Written by Les Levidow
Green New Deal (GND) agendas have gained significant support as means to reconcile environmental sustainability and a net-zero economy with socio-economic equity. Their transformative vision has attracted proposals such as more public goods, workers’ cooperatives and caring activities. Such proposals stimulate people’s imaginations around pilot schemes prefiguring alternatives to a profit-driven, inequitable high-carbon economy.
Green Parties have elaborated a Green New Deal as an ideal wish-list of such measures, variously called truly green, greener or green-socialist. Green Parties initially have done so with little regard to significant allies, which hopefully would be attracted.
By contrast, multi-stakeholder alliances became a difficult matter in 2019, when GND agendas were promoted within major political parties such as the US Democratic Party and UK Labour Party. They have undergone internal conflicts over decarbonisation pathways, partly expressing conflicts within the labour movement.
Fossil fuel industries have sought system continuity through decarbonisation technofixes, with political support from their sector’s trade unions, thus associating workers’ secure livelihoods with fossil energy. This agenda complements capitalist frameworks of Green Keynesianism and Green Growth, seeking to reconcile perpetual economic growth with environmental sustainability. This false promise helps to soften or defer societal conflicts over an economically disruptive transition.
By contrast, some public-sector trade unions and environmentalist allies have sought a socio-economic transformation. This would go beyond the fossil fuel industry and GDP-driven growth, towards an economy of sufficiency. Such alliances have been coordinated internationally by Trade Unions for Energy Democracy.
Those divergent agendas have conflicted over decarbonisation technofixes. Their false promises have provided an investment imperative for dubious low-carbon remedies, or an alibi to await their feasibility before abandoning fossil fuels, or both at once. This dominant agenda imagines the nation as a unitary economic space needing technoscientific advance for a global competitive advantage.

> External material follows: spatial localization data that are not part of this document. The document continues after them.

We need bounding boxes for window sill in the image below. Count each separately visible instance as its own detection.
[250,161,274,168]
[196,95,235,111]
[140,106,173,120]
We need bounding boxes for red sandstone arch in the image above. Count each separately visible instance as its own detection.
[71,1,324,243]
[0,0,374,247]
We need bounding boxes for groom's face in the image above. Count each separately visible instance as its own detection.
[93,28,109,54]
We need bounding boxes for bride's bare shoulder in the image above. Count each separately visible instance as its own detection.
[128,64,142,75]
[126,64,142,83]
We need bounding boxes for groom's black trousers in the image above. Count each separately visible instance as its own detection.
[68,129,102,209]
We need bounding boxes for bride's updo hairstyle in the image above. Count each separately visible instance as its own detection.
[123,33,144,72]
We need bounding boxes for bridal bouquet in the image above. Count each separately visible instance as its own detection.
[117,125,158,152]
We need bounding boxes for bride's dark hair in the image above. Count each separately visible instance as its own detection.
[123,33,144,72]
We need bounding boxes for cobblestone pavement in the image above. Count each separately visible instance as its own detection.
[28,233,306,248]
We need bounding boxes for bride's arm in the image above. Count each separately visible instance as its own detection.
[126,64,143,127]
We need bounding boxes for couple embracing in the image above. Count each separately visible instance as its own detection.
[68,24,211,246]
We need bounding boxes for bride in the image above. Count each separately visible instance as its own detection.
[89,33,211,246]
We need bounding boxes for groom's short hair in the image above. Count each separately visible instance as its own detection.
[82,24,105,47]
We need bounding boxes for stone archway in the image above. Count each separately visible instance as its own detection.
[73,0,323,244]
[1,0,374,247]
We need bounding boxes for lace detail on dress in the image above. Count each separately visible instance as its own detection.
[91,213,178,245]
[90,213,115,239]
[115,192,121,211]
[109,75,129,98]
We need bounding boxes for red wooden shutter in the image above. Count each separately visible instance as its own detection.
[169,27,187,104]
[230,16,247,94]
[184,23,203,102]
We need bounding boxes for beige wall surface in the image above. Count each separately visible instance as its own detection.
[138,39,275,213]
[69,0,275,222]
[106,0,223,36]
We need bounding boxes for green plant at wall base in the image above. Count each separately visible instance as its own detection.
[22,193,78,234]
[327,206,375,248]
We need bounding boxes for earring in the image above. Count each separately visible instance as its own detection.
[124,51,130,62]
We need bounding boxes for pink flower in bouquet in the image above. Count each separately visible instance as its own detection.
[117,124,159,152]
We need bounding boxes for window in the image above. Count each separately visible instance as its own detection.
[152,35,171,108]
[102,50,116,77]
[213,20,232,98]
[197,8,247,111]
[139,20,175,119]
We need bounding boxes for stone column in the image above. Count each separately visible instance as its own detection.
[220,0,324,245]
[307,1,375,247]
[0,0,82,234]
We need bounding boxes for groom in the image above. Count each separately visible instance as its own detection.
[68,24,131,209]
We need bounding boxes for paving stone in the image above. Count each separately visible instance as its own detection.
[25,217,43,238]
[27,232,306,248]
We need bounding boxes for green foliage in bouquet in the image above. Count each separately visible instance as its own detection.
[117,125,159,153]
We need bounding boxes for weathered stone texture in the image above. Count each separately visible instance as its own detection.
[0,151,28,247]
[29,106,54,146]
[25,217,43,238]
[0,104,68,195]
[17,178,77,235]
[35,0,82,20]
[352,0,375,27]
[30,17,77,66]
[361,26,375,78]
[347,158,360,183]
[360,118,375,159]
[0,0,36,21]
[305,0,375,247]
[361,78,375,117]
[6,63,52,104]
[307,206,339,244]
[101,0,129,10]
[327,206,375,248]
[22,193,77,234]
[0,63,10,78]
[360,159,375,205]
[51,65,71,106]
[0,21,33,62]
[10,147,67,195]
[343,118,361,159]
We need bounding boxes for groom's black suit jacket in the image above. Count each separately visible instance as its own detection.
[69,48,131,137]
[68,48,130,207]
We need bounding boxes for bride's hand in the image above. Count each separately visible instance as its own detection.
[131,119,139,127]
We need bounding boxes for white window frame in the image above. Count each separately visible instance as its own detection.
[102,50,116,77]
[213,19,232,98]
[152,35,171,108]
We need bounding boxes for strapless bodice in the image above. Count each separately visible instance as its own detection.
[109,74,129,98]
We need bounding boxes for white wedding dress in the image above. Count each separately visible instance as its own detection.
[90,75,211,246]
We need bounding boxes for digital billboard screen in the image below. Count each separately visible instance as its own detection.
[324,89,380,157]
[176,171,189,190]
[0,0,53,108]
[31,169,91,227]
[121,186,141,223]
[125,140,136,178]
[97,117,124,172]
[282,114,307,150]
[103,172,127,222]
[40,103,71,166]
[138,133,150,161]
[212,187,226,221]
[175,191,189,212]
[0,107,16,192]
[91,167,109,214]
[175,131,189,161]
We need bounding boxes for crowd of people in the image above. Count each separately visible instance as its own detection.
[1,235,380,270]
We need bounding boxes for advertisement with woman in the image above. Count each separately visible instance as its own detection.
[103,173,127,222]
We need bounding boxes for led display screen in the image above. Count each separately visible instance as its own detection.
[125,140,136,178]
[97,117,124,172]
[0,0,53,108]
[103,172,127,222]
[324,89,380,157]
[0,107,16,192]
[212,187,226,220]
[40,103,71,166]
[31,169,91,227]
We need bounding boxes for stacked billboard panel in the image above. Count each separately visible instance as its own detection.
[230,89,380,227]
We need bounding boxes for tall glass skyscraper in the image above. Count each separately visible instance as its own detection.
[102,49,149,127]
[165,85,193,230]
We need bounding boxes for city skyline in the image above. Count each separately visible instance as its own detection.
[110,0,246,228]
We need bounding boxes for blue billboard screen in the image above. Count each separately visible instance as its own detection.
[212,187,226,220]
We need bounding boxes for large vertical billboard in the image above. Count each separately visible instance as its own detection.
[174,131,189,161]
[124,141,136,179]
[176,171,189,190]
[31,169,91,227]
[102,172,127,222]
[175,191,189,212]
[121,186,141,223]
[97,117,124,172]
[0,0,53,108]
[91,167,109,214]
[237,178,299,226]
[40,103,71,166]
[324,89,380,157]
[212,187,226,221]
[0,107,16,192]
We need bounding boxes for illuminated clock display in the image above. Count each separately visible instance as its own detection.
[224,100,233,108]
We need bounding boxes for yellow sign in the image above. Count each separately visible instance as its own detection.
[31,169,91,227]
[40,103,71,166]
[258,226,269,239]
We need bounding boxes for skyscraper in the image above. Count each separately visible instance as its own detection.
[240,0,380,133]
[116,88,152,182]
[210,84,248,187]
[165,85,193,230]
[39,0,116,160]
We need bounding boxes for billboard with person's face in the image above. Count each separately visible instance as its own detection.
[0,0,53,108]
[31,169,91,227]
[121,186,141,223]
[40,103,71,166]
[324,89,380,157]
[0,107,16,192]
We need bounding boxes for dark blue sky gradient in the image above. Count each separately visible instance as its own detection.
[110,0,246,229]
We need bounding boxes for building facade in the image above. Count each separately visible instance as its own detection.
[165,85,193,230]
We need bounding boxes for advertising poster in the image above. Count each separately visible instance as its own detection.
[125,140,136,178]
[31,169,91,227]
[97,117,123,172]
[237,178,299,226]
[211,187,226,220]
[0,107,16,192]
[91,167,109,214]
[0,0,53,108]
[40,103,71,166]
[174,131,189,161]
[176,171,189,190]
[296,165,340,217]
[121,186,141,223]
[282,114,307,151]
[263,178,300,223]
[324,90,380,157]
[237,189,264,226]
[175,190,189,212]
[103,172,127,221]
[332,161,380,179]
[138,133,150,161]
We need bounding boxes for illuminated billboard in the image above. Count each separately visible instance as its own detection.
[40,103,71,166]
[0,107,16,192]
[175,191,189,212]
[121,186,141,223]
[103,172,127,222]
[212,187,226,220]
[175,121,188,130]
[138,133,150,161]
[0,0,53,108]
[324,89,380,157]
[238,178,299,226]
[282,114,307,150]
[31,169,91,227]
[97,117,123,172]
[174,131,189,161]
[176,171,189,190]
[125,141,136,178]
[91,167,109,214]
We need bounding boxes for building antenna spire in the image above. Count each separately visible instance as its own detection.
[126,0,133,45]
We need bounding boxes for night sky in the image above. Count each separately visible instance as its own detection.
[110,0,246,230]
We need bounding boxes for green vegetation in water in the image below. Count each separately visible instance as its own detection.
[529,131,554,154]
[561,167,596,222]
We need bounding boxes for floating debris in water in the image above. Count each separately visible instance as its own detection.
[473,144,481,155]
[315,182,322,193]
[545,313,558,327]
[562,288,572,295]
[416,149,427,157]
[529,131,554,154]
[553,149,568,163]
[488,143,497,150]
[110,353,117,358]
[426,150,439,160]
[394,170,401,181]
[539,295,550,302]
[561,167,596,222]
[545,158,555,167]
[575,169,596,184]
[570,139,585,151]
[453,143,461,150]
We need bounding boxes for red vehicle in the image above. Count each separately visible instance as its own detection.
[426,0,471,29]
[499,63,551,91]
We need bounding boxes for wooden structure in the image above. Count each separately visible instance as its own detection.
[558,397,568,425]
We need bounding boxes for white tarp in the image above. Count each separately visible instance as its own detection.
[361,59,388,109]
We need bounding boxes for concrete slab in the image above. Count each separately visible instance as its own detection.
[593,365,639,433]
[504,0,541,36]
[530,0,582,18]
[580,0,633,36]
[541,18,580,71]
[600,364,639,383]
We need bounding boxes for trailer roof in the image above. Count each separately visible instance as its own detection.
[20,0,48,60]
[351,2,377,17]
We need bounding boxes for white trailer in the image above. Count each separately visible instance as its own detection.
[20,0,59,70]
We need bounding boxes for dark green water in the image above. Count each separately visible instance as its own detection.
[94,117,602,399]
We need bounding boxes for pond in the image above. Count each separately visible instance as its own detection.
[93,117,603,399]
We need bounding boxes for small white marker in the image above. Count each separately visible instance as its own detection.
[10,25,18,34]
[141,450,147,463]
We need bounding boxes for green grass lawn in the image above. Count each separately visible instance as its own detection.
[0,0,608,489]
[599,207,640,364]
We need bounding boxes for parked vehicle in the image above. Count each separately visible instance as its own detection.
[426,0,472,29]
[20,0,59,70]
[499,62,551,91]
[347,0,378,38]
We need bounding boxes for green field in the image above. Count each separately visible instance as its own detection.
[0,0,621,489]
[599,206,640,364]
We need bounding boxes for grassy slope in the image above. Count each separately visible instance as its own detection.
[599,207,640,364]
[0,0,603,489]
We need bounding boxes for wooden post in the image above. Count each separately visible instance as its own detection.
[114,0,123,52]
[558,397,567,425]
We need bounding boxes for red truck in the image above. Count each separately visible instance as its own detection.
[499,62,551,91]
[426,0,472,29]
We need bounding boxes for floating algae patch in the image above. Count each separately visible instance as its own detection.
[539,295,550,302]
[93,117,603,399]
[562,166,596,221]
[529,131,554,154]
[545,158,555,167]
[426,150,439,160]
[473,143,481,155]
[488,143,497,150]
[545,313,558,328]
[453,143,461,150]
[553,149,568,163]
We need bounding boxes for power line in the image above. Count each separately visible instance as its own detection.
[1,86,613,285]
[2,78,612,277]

Carbon Capture & Storage (CCS), Credit:
Disputes over such technofixes express rival societal visions of a low-carbon future. This conflictual process has shaped what counts as Green and Deal, with somewhat different outcomes for a GND in the US and UK. In its 2019 election manifesto, the UK Labour Party’s GND accommodated the technofix agenda of the natural gas industry.
Similar tensions will arise around any decarbonisation process, regardless of whether it is called a Just Transition or Green New Deal. To go beyond false promises will depend on political struggles to disrupt the hegemonic cross-class alliance, to create different alliances and to gain state support for their agendas.
Labour movement groups have been leading GND local alliances along those lines, sometimes for decarbonisation retrofits of houses (as in Leeds and Glasgow). Such alliances test strategies to confront dominant neoliberal agendas, while also developing eco-localisation alternatives. These seek means to localise production-consumption circuits, increase public goods, enhance socio-economic equity, and minimise resource burdens.
What practical implications for Green Parties? To be politically effective, their GND agendas need an early engagement with activists seeking to undermine false techno-solutions for high-carbon sectors. At the same time, this effort needs to develop and test alternatives bases for livelihoods.